Studiengebühren Baden-Württemberg

Das Ländle hatte einen besonders energischen Gebührenfreund als Wissenschaftsminister und ebenso energische Gegner: mit Massenklagen versuchten Studenten, das Inkasso zu stoppen - zunächst vergeblich. Doch im Frühling 2011 kündigte Grün-Rot schließlich das Ende der Campusmaut an.

Studentenzahl:

294.362 (im Wintersemester 2010/2011)

Derzeitige Gebühren:
500 Euro pro Semester seit Sommersemester 2007; kostenloses Studium aber angekündigt für Sommersemester 2012.

Position:
Der langjährige Wissenschaftsminister Peter Frankenberg (CDU) ist einer der vehementesten Gebührenfans und bereitete über Jahre Gebührenmodelle vor. Schon Anfang September 2005 legte Baden-Württemberg als erstes Bundesland einen Gesetzesentwurf vor, der im Dezember 2005 verabschiedet wurde.

Zahlen mussten Studenten erstmals im Sommer 2007 - landeseinheitlich 500 Euro. In Ausnahmefällen wie Kindererziehung (bis 14 Jahre), Behinderung oder einer überdurchschnittlichen Begabung gibt es eine Gebührenbefreiung. Ausgenommen sind auch Doktoranden und Studenten im Praxis- oder Urlaubssemester sowie Studenten mit mindestens zwei Geschwistern, bei denen neuerdings egal ist, ob sie noch zur Schule gehen, arbeiten, auch studieren oder gerade auf Weltreise sind.

Wer das Geld nicht aufbringen kann, hat Anspruch auf ein Darlehen - zu einem maximalen Zinssatz von 5,5 Prozent - bei der staatlichen L-Bank. Die Rückzahlung beginnt zwei Jahre nach Studienende, wenn das Monatseinkommen mehr als 1140 Euro netto beträgt (für einen nicht verdienenden Ehepartner kommen 520 Euro hinzu, pro Kind 470 Euro). Die Monatsraten betragen 50, 100 oder 150 Euro. Auch Bafög-Empfänger müssen zahlen.

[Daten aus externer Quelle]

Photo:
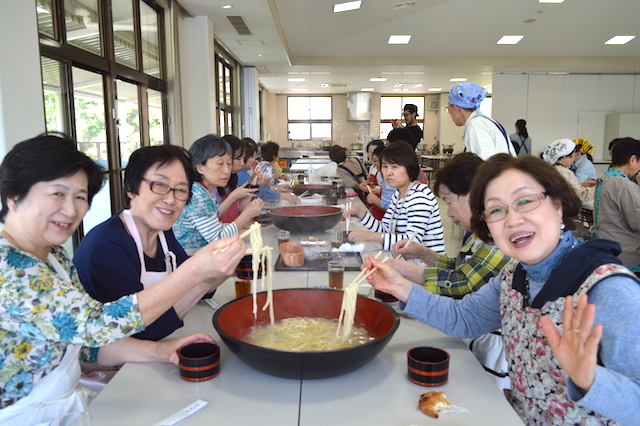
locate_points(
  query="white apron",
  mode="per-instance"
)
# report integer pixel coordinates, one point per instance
(96, 377)
(149, 278)
(58, 394)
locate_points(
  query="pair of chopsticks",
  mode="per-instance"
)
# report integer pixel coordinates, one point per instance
(408, 243)
(223, 249)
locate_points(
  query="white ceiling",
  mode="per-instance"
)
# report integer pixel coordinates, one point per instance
(450, 38)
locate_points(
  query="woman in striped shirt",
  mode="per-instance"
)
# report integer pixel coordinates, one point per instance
(199, 222)
(413, 208)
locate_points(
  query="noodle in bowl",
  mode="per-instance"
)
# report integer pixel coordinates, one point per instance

Offiziell sollen die Hochschulen die Gebühreneinnahmen zusätzlich bekommen, offiziell dürfen sie das Geld ausschließlich für die Verbesserung der Lehre einsetzen. Manche Hochschulen sorgten dennoch durch besonders bizarr-kreative Verwendungspläne für Aufsehen - etwa die Uni Freiburg mit ihren Gedankenspielen, die Extra-Euros einfach mal für die Heizkosten auszugeben, also gewissermaßen durch den Schornstein zu pusten.

In Baden-Württemberg wehren sich Gebührengegner besonders resolut. Eine landesweite Boykottbewegung scheiterte am Ende zwar an zu schwacher Beteiligung; lediglich an drei kleineren Karlsruher Hochschulen machten genügend Studenten mit und verzichteten dann doch, weil ihnen das Rausschmiss-Risiko zu groß wurde. Aber vor allem in Stuttgart und Freiburg deckten Studenten die Verwaltungsgerichte mit Massenklagen ein. In den ersten Prozessen kassierten sie Schlappen, kämpften tapfer, mussten allerdings vor dem Verwaltungsgerichtshof in Mannheim eine wohl finale Niederlage einstecken: Die obersten Verwaltungsrichter im Ländle urteilten, dass Studiengebühren nicht die grundgesetzlich verankerte Berufs- und Ausbildungsfreiheit beschneiden - und dass das Recht auf Hochschulzulassung für jedermann kein kostenfreies Studium garantiere.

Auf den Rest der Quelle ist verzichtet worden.